To confirm the impact of the proposed inference, comparisons between the MCMC and VEM approaches should also take place at the group level. The most straightforward way would be to compare the results of random effect analyses (RFX) based on group-level Student t-test on averaged effects, the latter being computed either by a standard individual SPM analysis or by the two VEM and MCMC JDE approaches. In this direction, a preliminary study has been performed in [14] where group results based on JDE MCMC intra-subject analyses provide higher sensitivity than results based on GLM based intra-subject analyses. Ideally, the JDE framework could be extended to perform group-level analysis and yield group-level NRL maps as well as group-level HRFs. To break down the complexity, this extension could operate parcel-wisely by grouping subject-dependent data into group-level functionally homogeneous parcels. This procedure would result in a hierarchical mixed effect model and encode mean group-level values of NRLs and HRFs so that subject-specific NRL and HRF quantities would be modeled as fluctuations around theses means.
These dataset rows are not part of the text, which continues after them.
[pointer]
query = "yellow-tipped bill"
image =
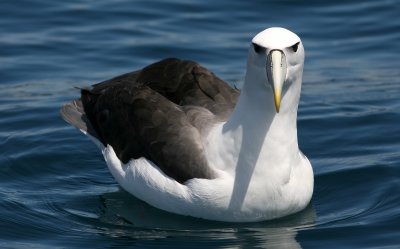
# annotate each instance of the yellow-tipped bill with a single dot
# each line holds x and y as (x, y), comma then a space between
(276, 71)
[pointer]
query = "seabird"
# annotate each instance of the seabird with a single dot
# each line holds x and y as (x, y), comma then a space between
(181, 139)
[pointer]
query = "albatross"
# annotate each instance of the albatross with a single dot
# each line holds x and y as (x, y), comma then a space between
(176, 136)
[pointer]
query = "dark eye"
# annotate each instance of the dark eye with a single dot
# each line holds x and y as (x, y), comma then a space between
(257, 48)
(295, 47)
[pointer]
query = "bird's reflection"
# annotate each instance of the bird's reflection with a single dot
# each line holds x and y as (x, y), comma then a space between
(132, 215)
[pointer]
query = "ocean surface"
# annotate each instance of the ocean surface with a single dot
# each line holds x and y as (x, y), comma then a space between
(55, 188)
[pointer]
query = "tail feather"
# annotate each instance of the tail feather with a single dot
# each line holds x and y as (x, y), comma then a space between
(74, 114)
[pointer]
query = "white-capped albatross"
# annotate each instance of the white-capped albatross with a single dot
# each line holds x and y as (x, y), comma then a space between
(179, 138)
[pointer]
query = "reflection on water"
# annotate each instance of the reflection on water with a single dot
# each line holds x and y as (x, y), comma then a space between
(126, 211)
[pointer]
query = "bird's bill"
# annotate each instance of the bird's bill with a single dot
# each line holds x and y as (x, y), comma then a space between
(276, 71)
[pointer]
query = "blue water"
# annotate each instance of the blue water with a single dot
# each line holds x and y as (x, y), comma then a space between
(55, 189)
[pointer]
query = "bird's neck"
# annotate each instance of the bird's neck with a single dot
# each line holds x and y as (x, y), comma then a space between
(255, 135)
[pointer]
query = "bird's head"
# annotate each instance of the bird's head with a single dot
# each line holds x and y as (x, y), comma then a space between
(277, 55)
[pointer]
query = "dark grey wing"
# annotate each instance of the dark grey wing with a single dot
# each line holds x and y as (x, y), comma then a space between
(159, 113)
(186, 83)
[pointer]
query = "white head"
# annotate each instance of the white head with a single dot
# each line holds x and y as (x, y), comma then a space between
(276, 59)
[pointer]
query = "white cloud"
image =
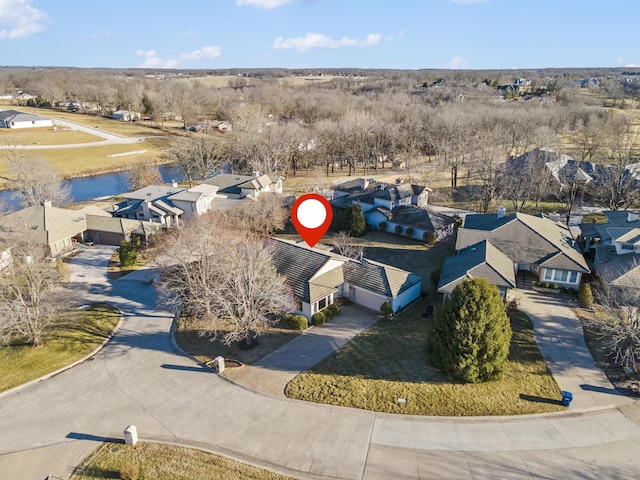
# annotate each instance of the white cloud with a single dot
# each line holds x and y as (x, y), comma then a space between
(157, 62)
(18, 19)
(98, 35)
(204, 53)
(312, 41)
(264, 4)
(457, 63)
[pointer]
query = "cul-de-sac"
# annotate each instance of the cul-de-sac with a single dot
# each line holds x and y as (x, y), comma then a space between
(365, 273)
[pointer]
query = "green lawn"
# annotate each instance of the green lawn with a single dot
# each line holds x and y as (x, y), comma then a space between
(77, 334)
(387, 362)
(166, 462)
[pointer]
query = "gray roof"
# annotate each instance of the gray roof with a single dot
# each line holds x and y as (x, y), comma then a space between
(617, 270)
(230, 183)
(524, 239)
(480, 260)
(301, 264)
(379, 278)
(153, 192)
(49, 224)
(417, 217)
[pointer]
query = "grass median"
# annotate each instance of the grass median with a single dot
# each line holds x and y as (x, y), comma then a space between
(75, 335)
(385, 369)
(165, 462)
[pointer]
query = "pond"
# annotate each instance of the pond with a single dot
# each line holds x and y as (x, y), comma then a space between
(96, 186)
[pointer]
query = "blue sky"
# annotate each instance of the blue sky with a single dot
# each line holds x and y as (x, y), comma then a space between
(394, 34)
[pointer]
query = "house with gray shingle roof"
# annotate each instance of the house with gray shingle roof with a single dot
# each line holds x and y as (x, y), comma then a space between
(61, 228)
(16, 119)
(616, 247)
(239, 186)
(479, 260)
(316, 277)
(534, 244)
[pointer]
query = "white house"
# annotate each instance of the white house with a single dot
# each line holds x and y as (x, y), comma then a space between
(15, 119)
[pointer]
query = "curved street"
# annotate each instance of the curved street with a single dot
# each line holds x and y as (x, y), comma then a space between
(139, 378)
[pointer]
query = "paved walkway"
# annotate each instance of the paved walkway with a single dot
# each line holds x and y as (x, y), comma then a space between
(273, 372)
(139, 378)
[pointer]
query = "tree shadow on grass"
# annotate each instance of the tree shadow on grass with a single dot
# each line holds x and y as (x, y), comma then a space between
(535, 398)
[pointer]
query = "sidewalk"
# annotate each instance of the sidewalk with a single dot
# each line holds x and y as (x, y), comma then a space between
(273, 372)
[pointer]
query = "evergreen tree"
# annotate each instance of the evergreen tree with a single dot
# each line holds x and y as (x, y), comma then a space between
(470, 333)
(353, 221)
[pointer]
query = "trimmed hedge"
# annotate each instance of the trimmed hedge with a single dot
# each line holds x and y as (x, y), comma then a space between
(319, 318)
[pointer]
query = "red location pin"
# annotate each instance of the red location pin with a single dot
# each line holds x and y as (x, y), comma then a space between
(311, 215)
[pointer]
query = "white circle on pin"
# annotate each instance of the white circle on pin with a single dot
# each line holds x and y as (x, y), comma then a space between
(311, 213)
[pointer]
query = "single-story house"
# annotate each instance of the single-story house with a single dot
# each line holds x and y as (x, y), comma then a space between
(150, 204)
(15, 119)
(126, 116)
(413, 222)
(536, 246)
(317, 277)
(616, 247)
(239, 186)
(60, 228)
(479, 260)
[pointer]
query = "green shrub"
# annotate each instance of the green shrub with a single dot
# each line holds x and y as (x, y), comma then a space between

Such group-level validations would also shed the light on the impact of the used variational approximation in VEM. In fact, no preliminary spatial smoothing is used in the JDE approach in contrast to standard fMRI analyses where this smoothing helps retrieving clearer activation clusters. In this context, the used mean field approximation especially in the VE-Q step should help getting less noisy activation clusters compared to the MCMC approach. Eventually, akin to [23], the model used in our approach accounts for functional homogeneity at the parcel scale. These parcels are assumed to be an input of the proposed JDE procedure and can be a priori provided independently by any parcellation technique [26, 50]. In the present work, parcels have been extracted from functional features we obtained via a classical GLM processing assuming a canonical HRF for the entire brain. This assumption does not bias our HRF local model estimation since a large number of parcels is considered (600 parcels) with an average parcel size of 250 voxels.

However, on real dataset, results may depend on the reliability of the used parcellation technique. A sensitivity analysis has been performed in [51] on real data and for MCMC JDE version, that assesses the reliability of this parcellation against a computationally heavier approach which tends, by randomly sampling the seed positions of the parcels, to identify the parcellation that retrieved the most significant activation maps. Still, it would be of interest to investigate the effect of the parcellation choice in the VEM context, and more generally to extend the present framework to incorporate an automatic online parcellation strategy to better fit the fMRI data while accounting for the HRF variability across regions, subjects, populations and experimental contexts. The current variational framework has the advantage to be easily augmented with parcel identification at the subject-level as an additional layer in the hierarchical model. Automatically identifying parcels raises a model selection problem in the sense of getting sparse parcellation (reduced number of parcels) which guarantees spatial variability in hemodynamic territories while enabling the reproducibility of parcel identification across fMRI datasets. More generally, a model selection approach can be easily carried out within the VEM implementation as variational approximations of standard information criteria based on penalised log-evidence can be efficiently used [52].